Foram plantados no município 185 mil hectares com a expectativa da colheita de em média 80 sacas por hectare.

Mesmo com chuva, produtores projetam perda de 30% da produtividade do milho com a seca - Foto: Marcos Tomé/Região News

Depois de até 30 dias de estiagem em algumas regiões do município, voltou a chover em Sidrolândia, mesmo assim, os produtores, estão convencidos de que o estrago em termos de produtividade do milho safrinha é irreversível. Foram plantados no município 185 mil hectares com a expectativa da colheita de em média 80 sacas por hectare. Se a quebra for confirmada, esta produtividade cai para 56 sacas.

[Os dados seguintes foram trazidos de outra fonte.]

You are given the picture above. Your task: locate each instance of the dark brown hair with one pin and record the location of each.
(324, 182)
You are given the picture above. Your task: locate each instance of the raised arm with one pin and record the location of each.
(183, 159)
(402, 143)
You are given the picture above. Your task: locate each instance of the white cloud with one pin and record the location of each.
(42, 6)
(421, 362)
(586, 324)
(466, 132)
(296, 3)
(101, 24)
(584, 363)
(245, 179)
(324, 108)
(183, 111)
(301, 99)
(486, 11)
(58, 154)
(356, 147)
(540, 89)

Na avaliação do produtor Paulo Stefanello, que tem lavouras em regiões onde não choveu por um mês, esta quebra no seu caso (que obtém resultado acima da média do município), reduzirá de 120 para algo em torno de 84 sacas, prejuízo que poderá ser em parte compensado pela cotação do grão que tem aumentado de preço por conta da redução na área plantada e expectativa de quebra na produção.

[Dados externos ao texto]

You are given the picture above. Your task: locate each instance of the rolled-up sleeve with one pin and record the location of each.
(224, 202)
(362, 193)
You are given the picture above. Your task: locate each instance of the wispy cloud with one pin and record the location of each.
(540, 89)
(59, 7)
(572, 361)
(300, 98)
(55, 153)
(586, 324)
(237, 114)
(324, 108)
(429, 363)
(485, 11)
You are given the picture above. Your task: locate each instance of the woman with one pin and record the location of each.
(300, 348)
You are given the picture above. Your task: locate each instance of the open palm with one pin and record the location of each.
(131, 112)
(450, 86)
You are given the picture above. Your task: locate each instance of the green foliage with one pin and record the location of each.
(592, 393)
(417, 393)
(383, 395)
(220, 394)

De acordo com a Embrapa, ao contrário dos três primeiros meses do ano passado, abril de 2018 foi muito seco, com alguns locais sem chuvas. Dourados, com média histórica de 112 mm em abril, teve menos de 3 milímetros de chuva. “Pode-se observar que a estiagem atingiu praticamente toda a região sul de Mato Grosso do Sul. Itaquirai teve 27 mm, Ivinhema 13 mm, Itaporã 15 mm, Sidrolândia 11 mm, Caarapó 11 mm, Rio Brilhante 10 mm, Juti 6 mm, Ponta Porã 6 mm, Maracaju 3 mm e Jardim, 3 milímetros”, informou o Guia Clima.

Ainda conforme a Embrapa, os solos estavam com condições ideias de umidade, com 100% de disponibilidade hídrica. Entretanto, devido à ausência de chuvas, os níveis de umidade terminaram o mês em condições muito insatisfatórias, com 25% de disponibilidade hídrica.

O analista da Embrapa em Dourados, Gessi Ceccon, disse que apesar de a safrinha ser plantada em uma época de maior risco por causa das condições climáticas – “e o produtor sabe disso” –, a situação se mostra mais negativa do que o esperado.

“Tudo que não pode acontecer para o milho em termos de crescimento e fisiologia de produção aconteceu neste ano. Tivemos um verão chuvoso que atrasou a colheita da soja e o milho não foi plantado tão cedo como se esperava. O agricultor tinha medo de geada, mas a seca veio primeiro e a maioria dos híbridos floresceu no período da seca, exatamente o que não pode acontecer”, afirmou.

Segundo ele, as perdas certamente irão acontecer, mas ainda sem uma estimativa de qual será esse percentual. “É esperar para ver o que vai acontecer daqui para frente. Tem previsão de chuva só para a semana que vem. As perdas são, sim, significativas neste ano”.